Patients and methods
This study was a retrospective review of patients with thymoma and was approved by the Institutional Review Board in the first affiliated hospital of SAN-YAT-SUN university. Seventy patients who had undergone surgical resection for thymomas at the first affiliated hospital of SAN-YAT-SUN university between January 2017 to December 2018 were enrolled, and their paraffin-embedded specimens were used to assess the expression of PD-L2 by immunohistochemistry (IHC). Clinical data were obtained from patients’ medical charts, including patient age, sex, tumor size, World Health Organization histologic type, status of myasthenia gravis, Masaoka-Koga stage, ectopic thymus. For the patients with MG, Myasthenia Gravis Foundation of America (MGFA) Clinical Classification at diagnosis were obtained.
Immunohistochemistry Studies Immunohistochemistry studies were performed on formalin-fixed, paraffin-embedded tissue sections from each tumor. Each section was cut to a 4-mm thickness. Anti-PD-L2 mouse immunoglobulin G monoclonal antibody (clone UMAB223; ZSGB Bioscience) were diluted to 1:100 and used as a primary antibody. The IHC staining was performed automatically with the Ventana BenchMark XT Stainer (Roche Diagnostics, Basel, Switzerland).
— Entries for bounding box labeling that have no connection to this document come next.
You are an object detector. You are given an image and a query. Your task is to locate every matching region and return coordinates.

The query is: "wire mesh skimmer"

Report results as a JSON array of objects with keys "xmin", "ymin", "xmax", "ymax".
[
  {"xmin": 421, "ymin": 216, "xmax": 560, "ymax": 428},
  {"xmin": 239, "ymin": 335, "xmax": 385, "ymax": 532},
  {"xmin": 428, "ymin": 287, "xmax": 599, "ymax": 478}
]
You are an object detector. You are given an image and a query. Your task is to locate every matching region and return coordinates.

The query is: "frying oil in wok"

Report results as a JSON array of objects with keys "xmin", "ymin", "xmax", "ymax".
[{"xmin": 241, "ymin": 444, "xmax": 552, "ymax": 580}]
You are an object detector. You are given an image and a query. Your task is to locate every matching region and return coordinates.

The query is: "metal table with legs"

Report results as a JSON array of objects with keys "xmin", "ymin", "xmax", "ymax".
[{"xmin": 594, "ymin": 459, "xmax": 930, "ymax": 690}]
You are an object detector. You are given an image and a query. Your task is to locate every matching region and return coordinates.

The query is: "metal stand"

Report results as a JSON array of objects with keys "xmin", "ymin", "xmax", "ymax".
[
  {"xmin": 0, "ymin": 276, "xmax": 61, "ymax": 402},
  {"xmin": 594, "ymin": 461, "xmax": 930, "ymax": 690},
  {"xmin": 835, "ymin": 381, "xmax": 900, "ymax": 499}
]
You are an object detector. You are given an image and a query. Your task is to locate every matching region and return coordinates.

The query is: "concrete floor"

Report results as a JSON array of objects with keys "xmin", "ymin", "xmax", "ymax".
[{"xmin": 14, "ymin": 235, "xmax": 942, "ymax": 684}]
Scoring of PD-L2 Positivity Two pathologists evaluated the expression of PD-L2 on tumor cells. They reviewed each sample independently then discussed the findings of each sample and determined the proportion of PD-L2 positive tumor cells together. According to a previous consensus, a tumor cell was defined as “PD-L2 positive” when the cell membranes were partially or completely stained [12] (Fig 1). In contrast, PD-L1 staining in the cytoplasm of a tumor cell was defined as “negative.” The PD-L2 positive immune cells, such as lymphocytes and macrophages, were excluded from the cell counts. Tumor cells were quantified by evaluating the ratio of stained to unstained tumor cells. The PD-L2 positivity was evaluated based on based on the proportion of PD-L2 positive tumor cells. A PD-L2 expression rate of 1% or greater was defined as PD-L2 positive, and all other cases were PD-L2 negative in the present study. The intensity of PD-L2 (from 0 to 3: 0, negative; 1, very weak; 2, moderate; and 3, strong) in tumor cells were evaluated for each core. And mean PD-L2 expression scores were calculated by multiplying the percentage of tumor area stained by the staining intensity.
Descriptive statistics were used to describe the patients’ baseline. Univariate analysis was conducted using non-parametric test, the Chi square (χ2) test and the Student t-test. If necessary, fisher’s exact test was conducted for the categorical variables. The logistic regression model was used for the analysis of the correlation between patients’ characteristics and PD-L2 expression. The p values of< 0.05 were defined as significant.